“Steve Jobs was a dictator and look what he created,” so goes the argument in favour of Product Manager as dictator. But that argument disregards a few facts:
- Steve Jobs ran the company, he wasn’t the product guy. He was the founder, owner and chief executive. He had the power and authority to make bold moves without too much questioning from his staff.
- Jobs was the exception to the rule. Usually dictators fail in the long-run because they don’t get enough buy-in from others.
I was a dictator once and I failed. I founded a company in Prague in 1991 that produced the first phone directories in post-communist Czechoslovakia. The subscriptions-based business was profitable from the first year. I built it up to about 40 employees – 15 office staff and 25 researchers in the field.
In 1994, we launched a new product called Resources 300 that listed all the newly public companies on the freshly-established Prague stock exchange. I had a crystal clear vision of what this directory would look like, how it needed to be laid out, and the minutia of how to display categories, phone numbers, names, share data, etc. My small office staff and I worked late nights and weekends to meet a self-imposed deadline set by a grand launch party we were hosting at a big palace in Prague.
During those frenzied few weeks, I was in complete command-and-control mode. I had to approve every minute decision, proofread every fact, approve every bit of branding and messaging. Everyone else was just a foot soldier there to take orders. I didn’t even hear anyone else’s ideas – I didn’t give them space and time to air any. I was a smart 30-year-old who knew best. I gave no power to anyone else to decide anything. It must have been hell for all the bright, young, sharp, idealistic Czechs who I employed.
We pulled it off – the new directory launched and party was a grand success. We had lines of stretch limos carrying the newly-christened capitalist bosses and (usually) their mistresses to the beautifully decorated palace garden. The warm summer sun and wild sounds of Shum Vistu (a fantastic Czech band) got everyone off their seats to dance. That evening seemed to repay all of us for the long hours put into creating this publication. It was magical.
A few weeks later, back in the office, on a single day all of my office staff quit except for one. They had all been given offers from a new guy in town that doubled their pay. But, more importantly, he promised them autonomy. He said he would give them clear responsibilities and they were free to exercise their own judgment within certain boundaries.
I was heartbroken. For most of these young Czechs, I was their first employer. They had grown up with me. My head of research said “You just didn’t listen MB.”
Since then, I’ve been a listener first. It started the very next day when I began the difficult job of rebuilding my staff in record time. But, that lesson in leadership styles has stayed with me over the past 20 years. I’ve learned to steer, not by command-and-control, but through influence, face-to-face workshops, and one-to-one chats that build rapport.
I know there are some people who consider this diplomatic approach to getting results to be weak. They prefer a good public brawl in a meeting to show “who’s boss.” They like the dictator approach and give poor marks to those who don’t practice “command-and-control.” But I don’t believe this leadership style works in a digital arena.

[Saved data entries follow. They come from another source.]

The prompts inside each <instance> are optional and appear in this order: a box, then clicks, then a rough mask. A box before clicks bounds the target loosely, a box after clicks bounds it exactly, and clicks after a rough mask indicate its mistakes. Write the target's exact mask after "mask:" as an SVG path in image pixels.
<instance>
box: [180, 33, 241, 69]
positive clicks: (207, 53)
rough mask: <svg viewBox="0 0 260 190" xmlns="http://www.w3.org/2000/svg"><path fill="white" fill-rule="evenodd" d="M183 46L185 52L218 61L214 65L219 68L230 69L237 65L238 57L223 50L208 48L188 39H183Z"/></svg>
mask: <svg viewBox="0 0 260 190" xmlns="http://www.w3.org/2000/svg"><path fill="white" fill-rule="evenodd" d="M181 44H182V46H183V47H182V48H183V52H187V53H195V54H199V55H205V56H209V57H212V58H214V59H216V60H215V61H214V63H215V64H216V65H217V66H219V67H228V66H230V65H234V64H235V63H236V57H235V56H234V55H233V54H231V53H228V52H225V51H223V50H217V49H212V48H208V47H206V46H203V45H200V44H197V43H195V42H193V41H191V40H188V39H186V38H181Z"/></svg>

To make a great digital product, everyone has to be on board for the long-haul. The launch is only the beginning. You need to insure that day in, day out, that product is getting the operational care it needs from everyone in the organisation – the customer service agent who talks on the phone to customers, the infrastructure engineer who keeps the systems running smoothly, the marketing executive who is promoting it, the writer who is creating new content. Product is only part of the equation. So the art of being a great product manager is recognising that you must drive change; you must do it in a way that brings all parties with you each and every day; and yet you must not compromise on the core objective of that change. I think that is the definition of a diplomat.
I agree with Baroness Catherine Ashton, the EU’s top foreign policy official, “You can achieve an awful lot if you’re prepared not to take the credit.”